É uma grande emoção e um sentimento muito profundo e constante esse. Como todo mundo, sou um ser cheio de defeitos e algumas qualidades e ser pai tem sido uma experiência que acaba por exaltar as qualidades pois pretendemos sempre passar o melhor para nossos filhos.
Vem vindo ai uma nova vida, um novo ser, para o qual, assim como a Luiza, vou me esmerar em ser presente, em amar esse bebê e principalmente, fazer de tudo para que o projeto de transformá-lo em ser humano, de verdade, seja bem sucedido.
A alegria é imensa e a agitação é incrível. Mesmo parado, meditando ou refletindo, dá pra sentir uma nova vida entre nós. Posso sentir o pulsar dessa criança, antes mesmo de ter tocado-a.
A mamãe fresca tá que não se aguenta também e juntos temos curtido muito essa etapa.
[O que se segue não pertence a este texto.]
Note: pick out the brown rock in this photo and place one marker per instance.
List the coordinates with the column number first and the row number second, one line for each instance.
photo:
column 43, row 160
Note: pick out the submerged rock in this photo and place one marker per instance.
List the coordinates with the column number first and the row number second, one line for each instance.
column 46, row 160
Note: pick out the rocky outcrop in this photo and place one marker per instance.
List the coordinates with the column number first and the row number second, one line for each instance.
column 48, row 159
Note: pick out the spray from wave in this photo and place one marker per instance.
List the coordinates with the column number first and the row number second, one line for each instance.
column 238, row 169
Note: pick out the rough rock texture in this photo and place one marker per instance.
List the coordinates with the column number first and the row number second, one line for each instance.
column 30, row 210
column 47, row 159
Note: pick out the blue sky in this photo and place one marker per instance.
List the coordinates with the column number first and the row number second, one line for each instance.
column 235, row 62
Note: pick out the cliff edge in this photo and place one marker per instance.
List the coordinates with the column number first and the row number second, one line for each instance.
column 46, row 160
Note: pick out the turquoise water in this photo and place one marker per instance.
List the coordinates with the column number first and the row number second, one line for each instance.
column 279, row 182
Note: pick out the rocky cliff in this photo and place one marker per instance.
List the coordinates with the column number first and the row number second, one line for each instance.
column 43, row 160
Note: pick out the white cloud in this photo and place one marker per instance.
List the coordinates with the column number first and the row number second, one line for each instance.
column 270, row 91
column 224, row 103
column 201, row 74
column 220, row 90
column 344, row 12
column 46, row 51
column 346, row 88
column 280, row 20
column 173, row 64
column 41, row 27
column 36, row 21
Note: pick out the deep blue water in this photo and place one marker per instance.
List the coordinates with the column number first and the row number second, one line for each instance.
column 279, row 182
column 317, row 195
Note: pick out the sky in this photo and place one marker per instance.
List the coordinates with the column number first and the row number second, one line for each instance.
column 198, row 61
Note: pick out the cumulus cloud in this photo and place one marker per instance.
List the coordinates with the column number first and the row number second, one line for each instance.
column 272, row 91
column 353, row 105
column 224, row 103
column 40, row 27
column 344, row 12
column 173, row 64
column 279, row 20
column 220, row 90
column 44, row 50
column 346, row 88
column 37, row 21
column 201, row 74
Tenho um amigo que diz que "esses bichinhos já vêm com o pãozinho embaixo do braço", numa referência a preocupação que a maioria, se não todos, dos pais têm, que é alimentar suas crias.
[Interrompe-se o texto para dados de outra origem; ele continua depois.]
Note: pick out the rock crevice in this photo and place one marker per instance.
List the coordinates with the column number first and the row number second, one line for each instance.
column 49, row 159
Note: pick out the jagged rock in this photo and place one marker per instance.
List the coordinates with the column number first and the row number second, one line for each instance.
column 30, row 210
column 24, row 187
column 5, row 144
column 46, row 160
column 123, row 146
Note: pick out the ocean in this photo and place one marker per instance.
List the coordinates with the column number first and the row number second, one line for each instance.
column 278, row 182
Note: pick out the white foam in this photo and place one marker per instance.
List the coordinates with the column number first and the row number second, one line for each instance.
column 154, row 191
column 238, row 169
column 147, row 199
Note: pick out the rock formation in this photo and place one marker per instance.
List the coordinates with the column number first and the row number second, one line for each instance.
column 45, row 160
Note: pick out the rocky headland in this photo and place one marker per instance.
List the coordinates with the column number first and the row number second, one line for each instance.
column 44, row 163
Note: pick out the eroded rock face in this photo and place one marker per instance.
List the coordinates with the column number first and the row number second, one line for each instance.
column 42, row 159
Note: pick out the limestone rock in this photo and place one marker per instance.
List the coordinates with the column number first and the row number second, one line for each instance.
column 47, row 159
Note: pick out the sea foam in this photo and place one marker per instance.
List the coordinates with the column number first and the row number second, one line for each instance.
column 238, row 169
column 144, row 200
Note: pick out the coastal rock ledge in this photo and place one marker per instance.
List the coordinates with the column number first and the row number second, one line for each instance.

Alimentar não só de pão, mas de amor, afago, carinho, segurança, responsabilidade, princípios fortes e dignos. A tarefa não é fácil mas é extremamente simples, bastando ter em mente que não somos donos das vidas de nossos filhos e que portanto eles vão ter que se dirigir nessa vida. Assim, acredito que cabe a mim apoiar, estruturar e fundamentar enquanto crianças para que quando adultos possam se guiar sozinhos, sempre sabendo que eu estarei aberto para ajudá-los.
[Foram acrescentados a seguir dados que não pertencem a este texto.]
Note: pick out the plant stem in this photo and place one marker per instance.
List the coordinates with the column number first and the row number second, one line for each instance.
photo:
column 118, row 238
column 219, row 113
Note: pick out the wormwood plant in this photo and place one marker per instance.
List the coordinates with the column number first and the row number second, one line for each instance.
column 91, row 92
Agradeço a Deus por ter essa oportunidade tão única que é a paternidade. Nós homens não nascemos preparados para sermos pais, ao contrário, somos filhos, maridos, tios etc. A paternidade é um aperfeiçoamento, uma benção que ganhamos e onde temos a chance de crescer espiritualmente e passamos a (re)valorizar princípios que tivemos quando crianças. Cada sorriso de minha filha me nutre de tal forma que percebo que meu principal projeto nessa vida é o de ser um pai honesto, justo e carinhoso com meus filhos. Empregos, dinheiro, bens, amigos, enfim, tudo o que planejamos, programamos e capitalizamos durante nossa vida é secundário, mas não sem importância, apenas é o segundo motivo. O primeiro será sempre esse amor incondicional que desenvolvemos por essas pequenas criaturas que sabem muito mais do que nós e que nos propiciam momentos que valem uma vida.
Os próximos 7 ou 8 meses serão de preparativos materiais e psicológicos para recebermos a mais nova obra prima da natureza.
Para esse momento, como em alguns outros de rara emoção, toco o Kind Of Blue todinho e abro um Brut para brindar a nova vida que em breve nos estará brindando com aquilo de mais belo que um bebê tem, a pureza e a completude da vida.